The Rangers also lead the majors with 14 players currently on the DL and 17 rookies used.
The season is a mess and has been since mid-June. But shutting Darvish down hasn’t yet been considered.
“We’re real premature on that,” Daniels said. “Let’s get the MRI.”
The worst-case scenario for Darvish and the Rangers, of course, would be Tommy John surgery. That would cost him the rest of this season and all of 2015, and force the Rangers to shop for more pitching this off-season.
As things stand with a healthy Darvish, the Rangers will be seeking as many as two starters, depending on if Colby Lewis and Nick Tepesch continue to pitch their way into the rotation.
Jon Lester and Max Scherzer will likely be the two biggest names to hit free agency, though the better option might be innings-eating changeup specialist James Shields.
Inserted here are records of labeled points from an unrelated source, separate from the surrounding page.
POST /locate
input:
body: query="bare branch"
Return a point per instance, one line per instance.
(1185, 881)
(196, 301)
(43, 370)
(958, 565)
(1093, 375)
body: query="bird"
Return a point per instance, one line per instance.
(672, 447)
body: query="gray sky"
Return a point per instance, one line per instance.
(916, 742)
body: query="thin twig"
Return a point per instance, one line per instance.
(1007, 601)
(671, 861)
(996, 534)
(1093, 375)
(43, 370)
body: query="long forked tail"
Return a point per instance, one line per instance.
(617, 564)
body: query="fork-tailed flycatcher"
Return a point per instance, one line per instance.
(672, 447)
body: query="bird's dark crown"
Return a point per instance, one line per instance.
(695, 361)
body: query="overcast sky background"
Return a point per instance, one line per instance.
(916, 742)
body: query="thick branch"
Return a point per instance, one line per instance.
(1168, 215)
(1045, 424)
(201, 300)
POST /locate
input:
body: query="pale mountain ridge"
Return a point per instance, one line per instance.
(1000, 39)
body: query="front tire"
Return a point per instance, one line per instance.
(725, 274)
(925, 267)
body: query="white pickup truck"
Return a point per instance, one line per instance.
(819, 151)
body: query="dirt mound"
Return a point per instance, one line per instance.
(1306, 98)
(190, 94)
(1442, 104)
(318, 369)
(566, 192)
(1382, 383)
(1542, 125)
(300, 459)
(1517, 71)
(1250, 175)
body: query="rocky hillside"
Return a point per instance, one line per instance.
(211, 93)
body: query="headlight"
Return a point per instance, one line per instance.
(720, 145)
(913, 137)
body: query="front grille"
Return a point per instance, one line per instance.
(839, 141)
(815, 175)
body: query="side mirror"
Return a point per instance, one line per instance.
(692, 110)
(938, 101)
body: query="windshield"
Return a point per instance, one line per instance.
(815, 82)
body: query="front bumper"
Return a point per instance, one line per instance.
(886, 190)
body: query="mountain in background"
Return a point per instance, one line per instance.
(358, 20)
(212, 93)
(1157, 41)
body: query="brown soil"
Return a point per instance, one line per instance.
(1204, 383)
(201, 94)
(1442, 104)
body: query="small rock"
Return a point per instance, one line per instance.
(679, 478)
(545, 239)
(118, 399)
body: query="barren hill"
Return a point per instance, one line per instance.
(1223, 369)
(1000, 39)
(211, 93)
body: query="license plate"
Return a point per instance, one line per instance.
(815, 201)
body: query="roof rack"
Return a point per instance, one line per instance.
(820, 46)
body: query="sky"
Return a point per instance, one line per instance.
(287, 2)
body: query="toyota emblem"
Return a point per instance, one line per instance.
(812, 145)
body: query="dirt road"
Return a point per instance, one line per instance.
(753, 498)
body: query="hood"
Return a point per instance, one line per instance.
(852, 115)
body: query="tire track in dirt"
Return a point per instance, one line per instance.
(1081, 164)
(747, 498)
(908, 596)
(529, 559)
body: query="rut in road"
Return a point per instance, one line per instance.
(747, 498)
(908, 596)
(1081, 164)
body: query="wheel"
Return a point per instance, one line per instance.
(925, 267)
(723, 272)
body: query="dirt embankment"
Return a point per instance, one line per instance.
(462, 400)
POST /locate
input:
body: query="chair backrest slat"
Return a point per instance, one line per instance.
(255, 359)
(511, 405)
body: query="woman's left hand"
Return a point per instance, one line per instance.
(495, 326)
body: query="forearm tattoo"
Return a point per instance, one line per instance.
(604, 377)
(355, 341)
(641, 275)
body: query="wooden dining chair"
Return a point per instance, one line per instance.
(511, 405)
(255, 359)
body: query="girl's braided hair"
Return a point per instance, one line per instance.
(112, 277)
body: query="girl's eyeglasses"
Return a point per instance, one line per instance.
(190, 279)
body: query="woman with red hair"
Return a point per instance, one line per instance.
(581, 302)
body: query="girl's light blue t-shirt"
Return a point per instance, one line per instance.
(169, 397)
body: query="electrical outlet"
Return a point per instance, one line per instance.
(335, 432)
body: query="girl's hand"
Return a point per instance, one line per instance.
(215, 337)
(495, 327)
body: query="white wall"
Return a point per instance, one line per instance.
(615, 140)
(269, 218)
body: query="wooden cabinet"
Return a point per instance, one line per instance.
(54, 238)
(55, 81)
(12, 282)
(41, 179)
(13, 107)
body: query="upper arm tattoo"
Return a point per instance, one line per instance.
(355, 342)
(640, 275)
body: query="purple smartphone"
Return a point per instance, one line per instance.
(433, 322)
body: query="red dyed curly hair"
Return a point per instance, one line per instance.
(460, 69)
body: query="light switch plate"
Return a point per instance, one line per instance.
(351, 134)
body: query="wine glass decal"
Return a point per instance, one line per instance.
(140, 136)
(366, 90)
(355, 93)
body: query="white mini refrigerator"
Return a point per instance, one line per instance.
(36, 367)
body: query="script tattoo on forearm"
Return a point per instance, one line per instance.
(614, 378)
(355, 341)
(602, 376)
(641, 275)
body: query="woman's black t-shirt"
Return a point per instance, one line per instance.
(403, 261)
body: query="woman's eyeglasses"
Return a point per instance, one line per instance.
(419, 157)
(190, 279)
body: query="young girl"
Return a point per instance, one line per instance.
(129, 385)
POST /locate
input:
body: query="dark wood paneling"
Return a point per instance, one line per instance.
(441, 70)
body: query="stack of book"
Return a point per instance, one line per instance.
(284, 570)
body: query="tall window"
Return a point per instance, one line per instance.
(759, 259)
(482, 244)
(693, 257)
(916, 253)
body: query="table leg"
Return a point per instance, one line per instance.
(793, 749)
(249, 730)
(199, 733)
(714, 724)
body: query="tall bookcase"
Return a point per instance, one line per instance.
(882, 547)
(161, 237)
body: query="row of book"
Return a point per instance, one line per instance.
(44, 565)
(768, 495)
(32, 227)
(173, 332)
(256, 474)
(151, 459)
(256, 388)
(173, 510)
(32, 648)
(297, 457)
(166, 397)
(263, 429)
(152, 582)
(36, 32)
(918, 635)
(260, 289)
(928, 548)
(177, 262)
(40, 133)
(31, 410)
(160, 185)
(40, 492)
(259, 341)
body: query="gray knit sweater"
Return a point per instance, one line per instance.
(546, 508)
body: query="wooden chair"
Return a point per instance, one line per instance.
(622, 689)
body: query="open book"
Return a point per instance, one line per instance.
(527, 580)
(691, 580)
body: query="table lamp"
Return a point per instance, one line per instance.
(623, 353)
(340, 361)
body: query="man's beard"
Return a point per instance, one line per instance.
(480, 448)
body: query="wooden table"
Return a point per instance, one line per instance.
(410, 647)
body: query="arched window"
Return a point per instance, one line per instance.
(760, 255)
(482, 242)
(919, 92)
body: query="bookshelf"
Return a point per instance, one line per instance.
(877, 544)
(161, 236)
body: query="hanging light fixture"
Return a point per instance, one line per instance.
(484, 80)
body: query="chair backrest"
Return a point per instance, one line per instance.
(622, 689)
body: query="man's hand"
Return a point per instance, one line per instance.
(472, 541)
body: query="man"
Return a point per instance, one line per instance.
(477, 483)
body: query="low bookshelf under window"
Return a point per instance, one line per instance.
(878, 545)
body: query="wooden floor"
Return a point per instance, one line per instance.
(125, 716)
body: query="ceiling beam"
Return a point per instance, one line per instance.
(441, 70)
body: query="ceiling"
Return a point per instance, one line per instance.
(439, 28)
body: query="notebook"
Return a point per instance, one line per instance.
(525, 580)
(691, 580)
Darvish, Shields, Derek Holland, Lewis and Tepesch isn’t terrible, but that’s if Darvish’s elbow inflammation is nothing more than the flexor pronator tendinitis.
That appears to be the case. Meister and Darvish both said so. But in the Season of the Injury, the Rangers have been taught to temper their early hopes until all the evidence is in.
“We’re going to get an MRI just to be certain,” Daniels said.